Dive Brief:
- Overwhelming demand caused Nintendo to ship 2.74 million Nintendo Switch consoles by air to the U.S. and Europe in the weeks after the launch, The Wall Street Journal reported.
- The initial air shipments cost the company about $45 extra per unit, per the Journal. One month later, in April, the company continued to ship the new consoles by sea.
- While Nintendo estimates annual sales of the Switch to reach 10 million, industry analysts suggest the number is too low, and is more likely to reach 14 million or more.
Dive Insight:
The Nintendo Switch saga continues with anxious buyers seemingly playing a real-time game of solitaire, only the deck fails to refresh no matter how times you click.
At Supply Chain Dive, we've had a front-row seat to growing customer dissatisfaction as, two months later, one eager colleague has failed to procure the product.
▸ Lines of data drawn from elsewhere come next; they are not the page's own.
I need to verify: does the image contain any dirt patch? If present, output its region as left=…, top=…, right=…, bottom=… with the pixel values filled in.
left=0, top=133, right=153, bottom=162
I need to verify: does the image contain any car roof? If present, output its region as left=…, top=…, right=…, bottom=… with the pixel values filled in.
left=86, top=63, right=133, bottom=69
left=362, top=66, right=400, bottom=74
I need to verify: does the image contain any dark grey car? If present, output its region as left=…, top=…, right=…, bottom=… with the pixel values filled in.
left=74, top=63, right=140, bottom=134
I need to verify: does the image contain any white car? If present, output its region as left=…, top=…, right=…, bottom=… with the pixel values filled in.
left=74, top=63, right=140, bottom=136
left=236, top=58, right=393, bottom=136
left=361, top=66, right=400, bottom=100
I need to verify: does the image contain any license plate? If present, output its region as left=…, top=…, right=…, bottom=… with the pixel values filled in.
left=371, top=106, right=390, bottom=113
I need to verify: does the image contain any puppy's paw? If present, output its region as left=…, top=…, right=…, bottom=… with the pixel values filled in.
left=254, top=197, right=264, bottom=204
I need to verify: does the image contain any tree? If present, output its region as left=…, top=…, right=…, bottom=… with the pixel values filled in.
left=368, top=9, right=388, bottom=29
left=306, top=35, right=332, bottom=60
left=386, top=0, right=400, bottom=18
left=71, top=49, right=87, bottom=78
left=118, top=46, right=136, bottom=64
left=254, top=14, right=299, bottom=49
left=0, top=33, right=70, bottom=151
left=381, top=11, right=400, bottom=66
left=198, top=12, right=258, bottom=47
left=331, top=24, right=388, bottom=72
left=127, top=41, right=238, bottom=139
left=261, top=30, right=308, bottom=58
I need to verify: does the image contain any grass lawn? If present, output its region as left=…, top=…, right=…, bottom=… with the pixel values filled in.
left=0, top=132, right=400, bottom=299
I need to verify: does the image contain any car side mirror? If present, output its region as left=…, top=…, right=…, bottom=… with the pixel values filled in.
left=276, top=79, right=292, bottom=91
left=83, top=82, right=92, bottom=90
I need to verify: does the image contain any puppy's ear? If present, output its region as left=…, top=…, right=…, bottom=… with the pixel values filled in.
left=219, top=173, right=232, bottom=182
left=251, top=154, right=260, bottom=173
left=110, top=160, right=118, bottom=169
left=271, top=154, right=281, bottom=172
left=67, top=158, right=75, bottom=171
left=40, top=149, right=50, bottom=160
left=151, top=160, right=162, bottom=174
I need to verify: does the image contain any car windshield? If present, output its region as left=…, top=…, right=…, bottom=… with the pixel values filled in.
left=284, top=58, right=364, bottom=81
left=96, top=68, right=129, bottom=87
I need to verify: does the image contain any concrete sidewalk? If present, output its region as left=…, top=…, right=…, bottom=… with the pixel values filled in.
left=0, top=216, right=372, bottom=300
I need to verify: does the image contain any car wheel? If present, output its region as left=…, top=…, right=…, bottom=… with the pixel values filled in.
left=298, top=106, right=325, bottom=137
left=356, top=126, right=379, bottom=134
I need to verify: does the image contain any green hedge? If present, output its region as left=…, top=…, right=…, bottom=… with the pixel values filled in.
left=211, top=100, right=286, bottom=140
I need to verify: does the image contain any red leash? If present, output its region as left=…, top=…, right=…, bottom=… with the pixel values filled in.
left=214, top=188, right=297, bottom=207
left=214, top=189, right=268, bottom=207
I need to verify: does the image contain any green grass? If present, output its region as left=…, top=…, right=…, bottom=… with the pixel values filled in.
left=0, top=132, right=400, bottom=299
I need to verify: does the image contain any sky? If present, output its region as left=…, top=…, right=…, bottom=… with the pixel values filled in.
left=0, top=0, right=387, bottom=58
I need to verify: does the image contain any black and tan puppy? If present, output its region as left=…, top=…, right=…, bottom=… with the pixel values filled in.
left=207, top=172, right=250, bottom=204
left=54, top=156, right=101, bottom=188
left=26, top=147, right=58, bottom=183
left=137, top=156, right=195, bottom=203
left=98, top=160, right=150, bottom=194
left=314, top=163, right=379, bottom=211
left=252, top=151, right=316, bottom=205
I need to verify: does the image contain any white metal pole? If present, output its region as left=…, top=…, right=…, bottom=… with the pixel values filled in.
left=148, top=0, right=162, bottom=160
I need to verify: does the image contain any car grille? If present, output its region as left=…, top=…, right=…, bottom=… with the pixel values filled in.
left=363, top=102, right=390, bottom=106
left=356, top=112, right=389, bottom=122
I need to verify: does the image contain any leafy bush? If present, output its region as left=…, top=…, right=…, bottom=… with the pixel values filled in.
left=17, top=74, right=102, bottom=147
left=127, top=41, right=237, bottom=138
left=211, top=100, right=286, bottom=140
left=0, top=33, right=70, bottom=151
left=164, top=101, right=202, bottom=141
The most telling part is that the shortage appears to be a supply chain forecasting issue whose costly details are now becoming evident.
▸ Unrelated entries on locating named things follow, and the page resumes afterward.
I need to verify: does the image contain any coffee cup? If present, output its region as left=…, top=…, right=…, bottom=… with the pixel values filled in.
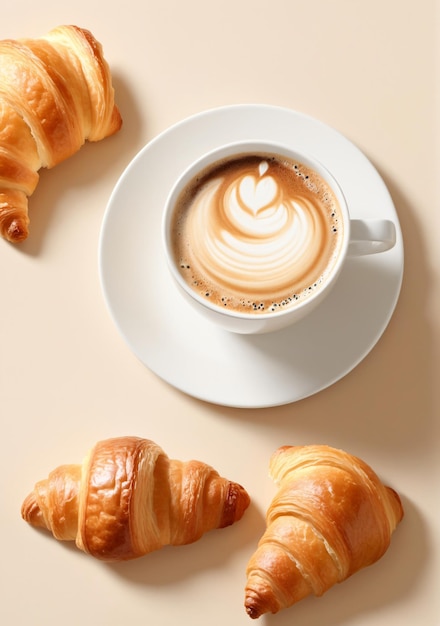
left=162, top=141, right=396, bottom=334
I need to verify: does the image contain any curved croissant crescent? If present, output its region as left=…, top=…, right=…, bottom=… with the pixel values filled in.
left=245, top=445, right=403, bottom=619
left=0, top=26, right=122, bottom=242
left=22, top=437, right=250, bottom=561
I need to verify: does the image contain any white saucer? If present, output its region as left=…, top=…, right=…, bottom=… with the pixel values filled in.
left=99, top=105, right=403, bottom=408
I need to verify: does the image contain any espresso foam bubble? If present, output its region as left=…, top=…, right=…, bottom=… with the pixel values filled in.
left=172, top=154, right=343, bottom=313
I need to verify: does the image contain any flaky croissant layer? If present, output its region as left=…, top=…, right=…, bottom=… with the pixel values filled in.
left=245, top=445, right=403, bottom=619
left=0, top=26, right=122, bottom=242
left=22, top=437, right=250, bottom=561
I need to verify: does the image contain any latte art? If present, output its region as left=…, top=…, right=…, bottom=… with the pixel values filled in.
left=173, top=155, right=342, bottom=312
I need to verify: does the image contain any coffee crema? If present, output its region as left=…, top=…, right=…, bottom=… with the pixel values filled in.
left=171, top=154, right=343, bottom=313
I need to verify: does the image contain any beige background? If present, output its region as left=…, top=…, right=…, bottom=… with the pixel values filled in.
left=0, top=0, right=440, bottom=626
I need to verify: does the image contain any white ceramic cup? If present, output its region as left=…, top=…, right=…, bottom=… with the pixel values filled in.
left=162, top=141, right=396, bottom=334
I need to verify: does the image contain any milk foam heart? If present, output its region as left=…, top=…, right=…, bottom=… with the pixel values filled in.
left=172, top=154, right=343, bottom=313
left=239, top=175, right=278, bottom=215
Nintendo's issues began over a year ago with lessons learned from forecasting sales from 3DS. As previously reported, the company's past three demand forecasts reveal vast revisions and seeming over-corrections. Demand far outpaced supply back then, too, and the Nintendo 3DS was nowhere to be found.
Consumers, learning from this experienced, rush to pre-order the Switch — but even with the pre-orders and history of excess demand, the Switch remains out of stock in many stores. Perhaps due to these miscalculations, Nintendo finally bit the bullet in March and expedited the 2.74 million units at an added cost of roughly $123.3 million, per data reported by the Journal.
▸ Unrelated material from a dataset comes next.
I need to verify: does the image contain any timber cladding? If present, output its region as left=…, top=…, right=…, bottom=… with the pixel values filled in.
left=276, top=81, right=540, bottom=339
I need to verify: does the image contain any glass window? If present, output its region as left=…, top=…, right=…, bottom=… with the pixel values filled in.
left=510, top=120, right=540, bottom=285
Once again, Nintendo did everything right by the book of reactionary measures: Adjust operations to account for increased sales, get safety stock out as soon as possible, and continue to ship products for consistent demand. Yet, even with all these efforts and the over $100 million added investment, Nintendo continues to leave retail workers across the country with nothing to tell customers other than "Your Switch may be in another castle."